On March 10, the NJEDA put out its “Green Fund” request for information – focusing on the logistics of setting up the fund, how best to manage it long-term and how to ensure the greatest benefits for the state. The agency said the RFI is a step toward increasing private investment in the field for the deployment of renewable and efficient energy technologies.
The wide reaching RFI seeks input from organizations and individuals, alike, that have an interest in how the Green Fund would operate including commercial banks; suppliers in the clean energy chain; groups with knowledge of creating or operating green banks, funds or similar financing; specialty lenders; or businesses developing clean initiatives in the state, already. Through the process, NJEDA said it hopes to gain insight as to how to stimulate investment from the private sector, how to reduce the state’s carbon footprint and harmful emissions, and how to provide direct benefits – lower energy costs, good jobs – to residents.
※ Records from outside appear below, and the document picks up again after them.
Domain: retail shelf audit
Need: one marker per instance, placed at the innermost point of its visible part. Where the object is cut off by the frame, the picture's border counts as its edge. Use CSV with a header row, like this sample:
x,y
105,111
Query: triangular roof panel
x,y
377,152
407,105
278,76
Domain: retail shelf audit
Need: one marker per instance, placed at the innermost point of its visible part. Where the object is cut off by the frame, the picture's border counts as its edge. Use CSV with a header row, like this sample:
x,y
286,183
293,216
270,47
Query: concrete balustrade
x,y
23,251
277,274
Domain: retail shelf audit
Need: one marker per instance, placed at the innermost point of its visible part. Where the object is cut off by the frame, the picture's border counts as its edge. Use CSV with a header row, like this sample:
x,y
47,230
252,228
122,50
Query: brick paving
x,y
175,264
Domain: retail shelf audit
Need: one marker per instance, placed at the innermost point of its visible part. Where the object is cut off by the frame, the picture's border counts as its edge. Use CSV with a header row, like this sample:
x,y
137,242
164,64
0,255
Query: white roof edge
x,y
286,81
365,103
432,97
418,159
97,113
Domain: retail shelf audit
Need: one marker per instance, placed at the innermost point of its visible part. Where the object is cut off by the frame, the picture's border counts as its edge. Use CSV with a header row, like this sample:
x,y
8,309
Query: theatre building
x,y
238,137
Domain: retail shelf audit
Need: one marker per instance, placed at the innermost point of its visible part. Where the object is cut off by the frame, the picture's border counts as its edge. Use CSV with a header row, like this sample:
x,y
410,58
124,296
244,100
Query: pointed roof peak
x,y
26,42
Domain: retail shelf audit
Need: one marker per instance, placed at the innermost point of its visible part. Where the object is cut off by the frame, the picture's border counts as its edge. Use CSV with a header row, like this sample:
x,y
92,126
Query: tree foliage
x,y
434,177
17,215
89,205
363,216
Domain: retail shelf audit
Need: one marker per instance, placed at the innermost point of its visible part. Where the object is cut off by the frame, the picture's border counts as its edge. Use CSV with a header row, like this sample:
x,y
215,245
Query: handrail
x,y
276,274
“This RFI is an important first step that will pave the way for us to create a green financing mechanism, such as a Green Bank or a Green Fund, that effectively channels public and private funding to achieve our bold clean energy goals,” NJEDA Chief Executive Officer Tim Sullivan said in a prepared statement.
Gov. Phil Murphy’s Energy Master Plan for the state identifies seven ways for New Jersey to meet goals to expand clean energy and reduce greenhouse gas emissions by 2050. According to the NJEDA, the need for private investment is recognized in the plan, and the role the government “can and should play” in mobilizing that capital through new financing opportunities and using public funds to grow private investments.
“In issuing this RFI, we’re doing the work today to ensure we’ll have the capital investments we’ll need tomorrow to deploy cleantech solutions on a large scale,” said New Jersey Board of Public Utilities President Joseph Fiordaliso in a prepared statement. “This includes establishing a green financing mechanism that works for New Jersey’s business, investors, and workers.”
According to the NJEDA, similar funds have been created in nine states, with more under development, and beyond that in a number of counties and townships throughout the country.